In NRW ist die Kulturabteilung des WDR der größte Auftraggeber für die Kulturwirtschaft des Landes. Gleichzeitig ist der WDR der aktivste Konzertveranstalter in NRW. Addiert man die Konzertmitschnitte des Kulturradios WDR 3 und die Eigenkonzerte der WDR Klangkörper, deren Sendeplattform das Kulturradio ist, kommen 250 bis 300 Konzertausstrahlungen jährlich zusammen. Originalmitschnitte wohlgemerkt! Keine Konserven oder CD-Produktionen!

 

Noch singulärer ist die Leistung der Kulturradios im Bereich des anspruchsvollen Worts, z. B. der Hörspiel- und der Feature-Produktionen. Hier gibt es kein Äquivalent auf dem deutschen Markt. Zwar hat die Zahl der Eigenproduktionen der Hörbuch-Verlage zugenommen, aber die Mehrheit der anspruchsvollen Hörspielproduktionen und vor allem der dokumentarischen Feature-Produktionen stammt nach wie vor aus den Studios der ARD.

 

Diese Produzentenrolle steht in direkter Abhängigkeit von der Etatausstattung der Landesrundfunkanstalten. Je stärker die Gebührenschraube angezogen wird, desto geringer werden die Mittel, die nach Abzug der nicht beeinflussbaren Kosten für Programm und Produktion übrig bleiben. Stagniert das Gesamtbudget, reduzieren sich bei steigenden Fixkosten automatisch die flexiblen Programmmittel. Und damit auch die Angebote für die Kultur.

 

Kulturradio und Kulturpolitik

 

Der Begriff „Kulturradio“ war noch nicht als Markenname gebräuchlich, als ich 1999 das „Kulturereignis“ WDR 3 zu leiten begann. Im Gegenteil: Es gab erhebliche Berührungsängste vieler Kolleginnen und Kollegen, die ihr Programm nicht auf „Kultur“ reduzieren lassen wollten. Zu Recht! Wir haben in WDR 3 intensive Diskussionen über den Kulturbegriff geführt und immer wieder über die notwendige Ausweitung des Kulturbegriffs debattiert: Selbstverständlich ist Politik ein wesentlicher Bestandteil der Kultur. Und umgekehrt sollte Kultur ein zentraler Bestandteil der Politik sein! Aber auf beiden Seiten fehlt(e) es deutlich an „Integration“.

 

2003 haben wir für WDR 3 erstmals einen ausführlichen Leitfaden für das Programm entwickelt.
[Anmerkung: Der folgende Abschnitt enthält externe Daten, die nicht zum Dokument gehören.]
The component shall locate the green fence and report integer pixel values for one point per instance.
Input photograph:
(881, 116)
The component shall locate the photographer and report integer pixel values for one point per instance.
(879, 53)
Darin hieß es unter anderem:

 

  • WDR 3 reflektiert das Zeitgeschehen aus der Sicht der Kultur.
  • WDR 3 spiegelt das kulturelle Leben in Nordrhein-Westfalen.
  • WDR 3 ist Mitgestalter des kulturellen Lebens in Nordrhein-Westfalen.

 

Im gleichen Jahr entstand das „Kulturpolitische Forum WDR 3“, eine Kooperation des Landessenders mit seinen Kulturpartnern. Die Kulturpartner stellen die Veranstaltungsorte, WDR 3 liefert Moderation und Technik. Anfänglich wurden zwölf Foren pro Jahr veranstaltet. Später wurden es über 40 jährlich. Bis heute sind insgesamt mehr als 700 kulturpolitische Diskussionssendungen entstanden.

 

Kulturradiofunktionen heute

 

Das „Kulturradio“ ist heute eine feste Marke in Deutschland, ebenso wie die „Kulturpartnerschaften“. Zusätzlich gehört es zu den wesentlichen Merkmalen heutiger Kulturradios, große Flächen für die Kulturberichterstattung bereitzuhalten und hochqualitative Eigenproduktionen herzustellen und auszustrahlen. Insofern können wir aktuell drei grundlegende Funktionen der ARD-Kulturradios in Deutschland festhalten:

 

  • Die Funktion als Kulturvermittler durch regionale und nationale Berichterstattung,
  • die Funktion als Kulturträger durch Produktion und Koproduktion anspruchsvoller Musik- und Wortsendungen und
  • die Funktion als Kulturvernetzer durch Herstellung von Partnerschaften und Bereitstellung von Plattformen für die Kultureinrichtungen der jeweiligen Länder.

 

Wenn es dem Kulturradio gelingt, diese Funktionen sinngerecht zu erhalten, wird es ihm auch in Zukunft nicht an Unterstützung und Zuspruch fehlen. Voraussetzung dafür ist die Öffnung und Nutzung aller Ausspielwege in der linearen und der non-linearen Medienwelt.

 

Dieser Text ist zuerst erschienen in Politik & Kultur 11/2021.